Three years ago, the Government of Peru embarked on a school feeding impact evaluation of its Qali Warma programme. This journey presents a good practice example of how national evaluation capacity can be built through technical advice to a country-led evaluation.
Peru’s flagship social protection programme, Qali Warma, which means ‘vigorous child’ from the indigenous languages Quechua, provides nutritious food to more than 4-million children each year.
Building on a need for better evidence, the M&E unit of Peru’s Ministry of Development and Social Inclusion led an impact evaluation of the programme to assess the extent to which the programme improved the cognitive processes, nutritional status, calorie intake, and school attendance of primary school students.
UNDP commissioned the evaluation to Pacific University in 2018/2019, while WFP provided technical advice, playing the role of an enabler, knowledge broker and facilitator of joint work between an international pool of experts and the Peruvian Government. This included collaboration across three layers within WFP: the Peru Country Office, the Regional Bureau Panama, and the Office of Evaluation.
Strengthened capacity and new evidence for school feeding in Latin America
According to feedback received from the M&E unit in the Ministry, the evaluation contributed to new evidence that increased the understanding about school feeding programmes in Latin American contexts. The results of the study are also feeding into a redesign of the Qali Warma Programme.
Enrique Velásquez, the director of monitoring and evaluation at the ministry (MIDIS) says country-led evaluations in Peru are relevant in the design and implementation of public policies: “Evaluations of programmes and projects led by the Peru government, aligned with the Sustainable Development Goals, have been used to close the knowledge gaps and generate evidence about the best effective and scalable interventions and its impact. Additionally, they contribute to better efficiency, better use of the resources available, increase fund allocation and strengthen the efforts of the government to reach country development targets in the framework of the SDGs.”
According to Mr Velásquez, the process strengthened their staff’s evaluation management capacity by working together with international experts who contributed expertise from other evaluations and contexts. “Impact evaluation must guarantee impartiality and objectivity. The support and technical assistance of international agencies like WFP in nutrition has been a key element to achieve a high-quality impact evaluation on national school feeding in Peru”.
The success of the evaluation resulted in a stronger partnership between WFP and the Ministry of Development and Social Inclusion that could be replicated in other contexts and by other international agencies, permitted that the below lessons are considered.

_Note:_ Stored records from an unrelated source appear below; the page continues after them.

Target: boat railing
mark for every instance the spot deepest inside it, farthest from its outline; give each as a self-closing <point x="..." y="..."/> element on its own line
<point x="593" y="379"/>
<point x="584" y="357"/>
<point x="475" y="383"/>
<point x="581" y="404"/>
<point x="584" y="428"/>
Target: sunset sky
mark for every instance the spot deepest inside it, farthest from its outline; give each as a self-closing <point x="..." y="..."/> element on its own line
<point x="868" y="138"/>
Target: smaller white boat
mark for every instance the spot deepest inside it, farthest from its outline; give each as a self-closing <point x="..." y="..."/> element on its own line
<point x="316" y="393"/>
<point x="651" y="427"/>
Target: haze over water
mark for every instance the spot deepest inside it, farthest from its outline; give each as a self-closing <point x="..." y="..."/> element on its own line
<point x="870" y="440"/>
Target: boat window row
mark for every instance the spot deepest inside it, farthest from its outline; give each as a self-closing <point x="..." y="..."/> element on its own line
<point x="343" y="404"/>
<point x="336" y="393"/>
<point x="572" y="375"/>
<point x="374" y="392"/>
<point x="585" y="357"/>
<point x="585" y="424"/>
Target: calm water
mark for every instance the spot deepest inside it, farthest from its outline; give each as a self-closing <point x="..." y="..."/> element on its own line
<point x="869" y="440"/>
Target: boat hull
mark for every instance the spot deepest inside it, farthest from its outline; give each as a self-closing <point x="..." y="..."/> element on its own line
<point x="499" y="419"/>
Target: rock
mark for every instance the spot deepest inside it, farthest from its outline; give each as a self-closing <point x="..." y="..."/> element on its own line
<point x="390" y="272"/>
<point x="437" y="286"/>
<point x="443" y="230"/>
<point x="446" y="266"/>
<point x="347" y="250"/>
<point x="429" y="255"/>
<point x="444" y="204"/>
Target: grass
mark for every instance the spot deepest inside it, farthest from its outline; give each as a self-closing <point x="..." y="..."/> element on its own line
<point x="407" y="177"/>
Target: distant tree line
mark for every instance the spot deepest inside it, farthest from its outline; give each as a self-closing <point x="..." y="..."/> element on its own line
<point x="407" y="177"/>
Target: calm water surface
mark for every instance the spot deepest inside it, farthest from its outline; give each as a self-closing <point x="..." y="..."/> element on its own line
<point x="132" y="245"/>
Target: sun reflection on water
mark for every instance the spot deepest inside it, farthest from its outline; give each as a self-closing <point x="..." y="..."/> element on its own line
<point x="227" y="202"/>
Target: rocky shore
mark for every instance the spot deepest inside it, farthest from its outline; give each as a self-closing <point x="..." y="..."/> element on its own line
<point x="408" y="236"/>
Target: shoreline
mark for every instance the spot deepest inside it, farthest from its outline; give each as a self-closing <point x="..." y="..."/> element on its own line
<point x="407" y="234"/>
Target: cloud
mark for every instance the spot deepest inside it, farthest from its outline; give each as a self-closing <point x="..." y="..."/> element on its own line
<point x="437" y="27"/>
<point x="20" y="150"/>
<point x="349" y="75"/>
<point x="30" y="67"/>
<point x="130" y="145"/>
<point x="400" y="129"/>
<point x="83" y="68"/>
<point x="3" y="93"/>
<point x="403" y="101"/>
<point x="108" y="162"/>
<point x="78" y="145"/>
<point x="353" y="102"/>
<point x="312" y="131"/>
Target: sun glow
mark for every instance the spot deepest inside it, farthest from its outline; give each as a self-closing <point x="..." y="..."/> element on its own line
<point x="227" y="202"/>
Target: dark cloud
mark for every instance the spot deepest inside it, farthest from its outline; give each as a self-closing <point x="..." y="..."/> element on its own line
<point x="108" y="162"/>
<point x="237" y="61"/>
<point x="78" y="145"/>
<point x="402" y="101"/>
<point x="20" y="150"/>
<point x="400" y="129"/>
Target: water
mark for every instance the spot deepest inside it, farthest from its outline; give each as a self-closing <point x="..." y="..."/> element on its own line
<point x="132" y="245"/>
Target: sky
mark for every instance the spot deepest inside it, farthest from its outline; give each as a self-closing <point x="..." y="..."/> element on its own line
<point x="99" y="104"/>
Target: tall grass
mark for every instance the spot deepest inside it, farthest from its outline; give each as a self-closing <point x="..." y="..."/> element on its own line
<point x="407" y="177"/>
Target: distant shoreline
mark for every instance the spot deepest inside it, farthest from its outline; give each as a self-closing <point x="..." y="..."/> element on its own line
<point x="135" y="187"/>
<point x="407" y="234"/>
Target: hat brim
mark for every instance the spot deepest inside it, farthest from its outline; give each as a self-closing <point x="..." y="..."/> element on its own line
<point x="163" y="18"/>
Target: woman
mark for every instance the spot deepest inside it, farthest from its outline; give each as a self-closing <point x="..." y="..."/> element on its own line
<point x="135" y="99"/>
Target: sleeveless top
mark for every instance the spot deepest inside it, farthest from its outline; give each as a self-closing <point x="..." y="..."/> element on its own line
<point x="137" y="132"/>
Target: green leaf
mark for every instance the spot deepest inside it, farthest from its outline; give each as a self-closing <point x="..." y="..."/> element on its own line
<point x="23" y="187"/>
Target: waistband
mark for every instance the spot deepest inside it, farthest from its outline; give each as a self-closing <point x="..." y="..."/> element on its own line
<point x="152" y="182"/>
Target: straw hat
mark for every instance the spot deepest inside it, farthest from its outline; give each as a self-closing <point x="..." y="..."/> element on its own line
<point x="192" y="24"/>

1. Government leadership – the golden rule
Firstly, the evaluation should be truly country-led in the sense that it is part of government policy and the government itself is the main driving force behind the evaluation as well as its main user. If a government has full ownership over the process, it increases the influence of evaluation evidence on policy-making.
2. Time is of the essence
The case of Qali Warma has demonstrated that timing is crucial for engaging in a country-led evaluation. Agencies that provide technical advice must be involved very early on in the process when the evaluation is in its planning stage and its scope, approach and methodology are still being defined.
This is even more relevant in the case of an impact evaluation, which requires planning ideally at the time when the intervention is being designed to allow for an experimental or at least quasi-experimental design.
3. Role clarification ironed out
An effective evaluation requires that all stakeholders fully understand their respective roles in the process.
WFP’s experience in Peru has demonstrated the importance of clearly specifying the roles and responsibilities of key stakeholders in the Terms of Reference for the evaluation. This can help ensure continuity throughout the entire process even if government representatives change over time.
4. Sharing the ingredients to bake the cake
To be of good quality, an evaluation requires an appropriate budget. If resources are insufficient, the initiative is likely to fail.
Consider the resources required to complete an evaluation, by using the analogy of baking a cake. All stakeholders should contribute some ingredients to the baking process – whether this is skills, local context and understanding, or financial resources.
Ideally, the government should make a contribution to the evaluation budget to guarantee the necessary ownership.
5. A focus on local evaluation expertise & knowledge
When providing advice to a country-led evaluation, agencies must have relevant technical expertise at Country Office level. This then has to be further backed up by the Regional Bureau and headquarters. At the same time, the government on its part should have sufficient capacity to commission the evaluation and to implement the recommendations.